Kıyamete bir gün kalmıştı. Herkes acaba mı sorusuyla cebelleşiyordu. Cuma günü beklenen kar yağışı tüm bilimsel verilerin aksine Perşembe'den bastırmıştı. Acaba bu da bir işaret olabilir miydi???
Perşembe günü öğleden sonra matahari'nin e-postasıyla kendime geldim. Özetle "Madem hava şartları kötü ve bu yüzden iş hayatı sekteye uğradı, madem kıyamete sayılı saatler kaldı, neden bunu fırsat olarak görüp dünyanın sonunu beraber karşılamıyoruz?" diyordu. Optimizasyonun dibine vurmuş matahari'den de böyle davet beklenirdi zaten. Ben de olumlu yöndeki mesajımı yolladım ve ertesi gün benim ofiste buluşmak üzere, hava şartlarından dolayı bir güncelleme gerekebileceği şerhini de koyarak sözleştik.
Ertesi gün sabah 8.30 ve 9.30'da herhangi bir sıkıntı olmadığını, ofise doğru yolda olduğumu belirtir iki tane mesaj yolladım matahari'ye. Lakin saat 11.00'e kadar mesajlarıma bir yanıt alamayınca üşenmeyip telefon ettim ve acı gerçekle yüzleştim: Mesajlarımın ikisini de 9.30'da almış ve hemen akabinde de yanıt yazmıştı. Lakin bu yanıtlar bana ancak saat 11'i biraz geçe ulaştı. Ortalama olarak 90 dakikalık bu gecikme teknolojik bir facia mı yoksa kıyamet alameti mi tam karar veremedim.
matahari ve şemsiyesi saat 12 gibi
John Steed tadında arz-ı endam ettiler.

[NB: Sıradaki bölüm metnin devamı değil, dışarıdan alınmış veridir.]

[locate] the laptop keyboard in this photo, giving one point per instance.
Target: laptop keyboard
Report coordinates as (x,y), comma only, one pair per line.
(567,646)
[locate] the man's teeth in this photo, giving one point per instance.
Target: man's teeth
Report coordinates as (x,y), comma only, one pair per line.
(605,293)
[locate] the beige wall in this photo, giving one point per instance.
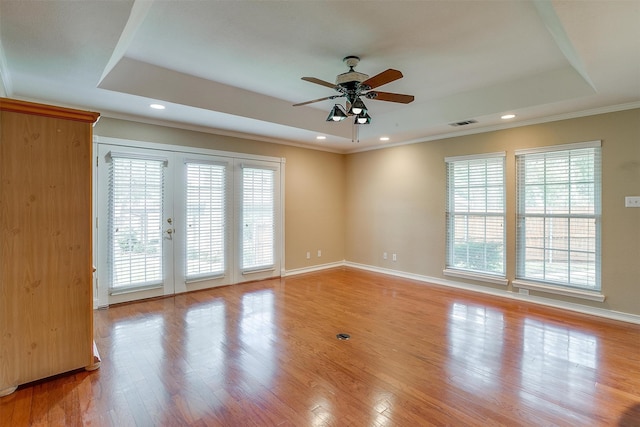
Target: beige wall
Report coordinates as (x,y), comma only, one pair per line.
(356,207)
(314,186)
(396,200)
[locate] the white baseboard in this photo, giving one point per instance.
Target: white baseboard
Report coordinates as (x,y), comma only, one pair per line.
(579,308)
(311,269)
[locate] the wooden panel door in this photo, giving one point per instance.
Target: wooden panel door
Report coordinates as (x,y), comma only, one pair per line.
(45,245)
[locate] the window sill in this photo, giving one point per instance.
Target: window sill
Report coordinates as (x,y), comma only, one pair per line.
(570,292)
(496,280)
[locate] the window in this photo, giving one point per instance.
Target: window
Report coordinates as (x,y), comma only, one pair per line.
(135,221)
(558,215)
(476,214)
(205,213)
(258,218)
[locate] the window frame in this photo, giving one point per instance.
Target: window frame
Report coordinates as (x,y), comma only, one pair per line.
(451,212)
(567,287)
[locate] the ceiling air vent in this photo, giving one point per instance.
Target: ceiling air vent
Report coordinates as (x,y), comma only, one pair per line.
(463,123)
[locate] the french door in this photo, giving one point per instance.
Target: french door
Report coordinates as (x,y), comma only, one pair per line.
(173,221)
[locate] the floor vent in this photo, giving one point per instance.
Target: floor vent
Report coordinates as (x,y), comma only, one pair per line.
(463,123)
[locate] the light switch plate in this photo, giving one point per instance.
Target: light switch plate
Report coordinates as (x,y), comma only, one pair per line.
(632,202)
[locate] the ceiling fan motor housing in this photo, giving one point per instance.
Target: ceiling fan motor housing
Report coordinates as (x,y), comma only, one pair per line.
(348,79)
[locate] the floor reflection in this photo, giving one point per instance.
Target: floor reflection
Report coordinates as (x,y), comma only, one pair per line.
(205,336)
(476,346)
(134,340)
(257,335)
(559,364)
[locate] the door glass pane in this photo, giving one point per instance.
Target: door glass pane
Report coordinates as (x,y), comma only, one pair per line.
(205,220)
(258,218)
(135,222)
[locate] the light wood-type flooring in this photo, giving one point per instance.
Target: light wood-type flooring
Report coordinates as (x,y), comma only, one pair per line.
(266,354)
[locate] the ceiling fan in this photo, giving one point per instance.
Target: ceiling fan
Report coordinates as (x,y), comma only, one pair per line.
(352,85)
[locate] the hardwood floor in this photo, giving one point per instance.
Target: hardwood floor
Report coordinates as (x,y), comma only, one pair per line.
(266,354)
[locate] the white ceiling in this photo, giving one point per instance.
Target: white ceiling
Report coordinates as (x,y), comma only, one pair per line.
(234,67)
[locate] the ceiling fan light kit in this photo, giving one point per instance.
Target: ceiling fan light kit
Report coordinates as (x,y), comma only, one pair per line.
(352,85)
(337,114)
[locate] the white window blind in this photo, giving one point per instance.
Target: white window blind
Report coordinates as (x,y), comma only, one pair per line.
(258,218)
(558,222)
(205,213)
(476,214)
(135,222)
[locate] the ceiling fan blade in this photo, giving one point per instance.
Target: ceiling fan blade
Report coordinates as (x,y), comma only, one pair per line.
(391,97)
(317,100)
(319,82)
(383,78)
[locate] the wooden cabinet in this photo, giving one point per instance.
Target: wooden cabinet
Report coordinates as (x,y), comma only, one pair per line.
(46,319)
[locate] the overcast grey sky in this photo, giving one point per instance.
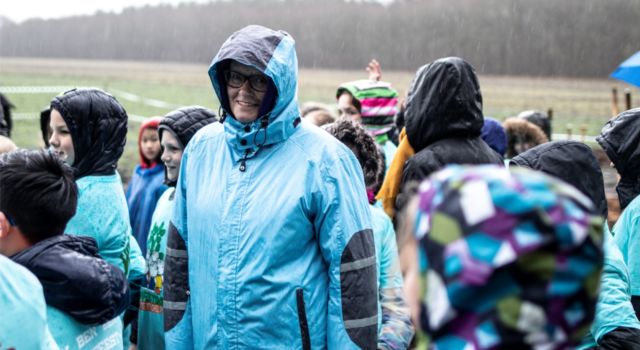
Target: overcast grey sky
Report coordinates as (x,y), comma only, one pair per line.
(20,10)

Ve Doomsday Party 2012 başladı.
Neler konuşmadık ki! Eski günler, yeni ve eski teknolojiler, projeler, platformlar, şirket stratejileri, dostlar, ortak dostlar, çocuklar, vergisi düşük ülkeler, kaliteli çaylar ve özellikle shax(detayları söylemiyorum ama shax A mı yoksa B mi olduğuna karar veremedik)...
Öğleden sonra 15.30 gibi yemek molası verdik ve yağlı-yanık döner, yağlı pilav ve yağlı ayran eşliğinde biraz hava aldık.
Muhabbet akşam saat 19.30 civarında sona erdi ve evlerimize dağıldık. Lakin kıyamet falan kopmadı, biz hasret giderip muhabbet ettiğimizle kaldık.
Kapanışı ise "vur patlasın çal oynasın, gelen kıyamet olsun en kötü günümüz ise böyle olsun" mottosu ile ekteki resimdeki gibi yaptık.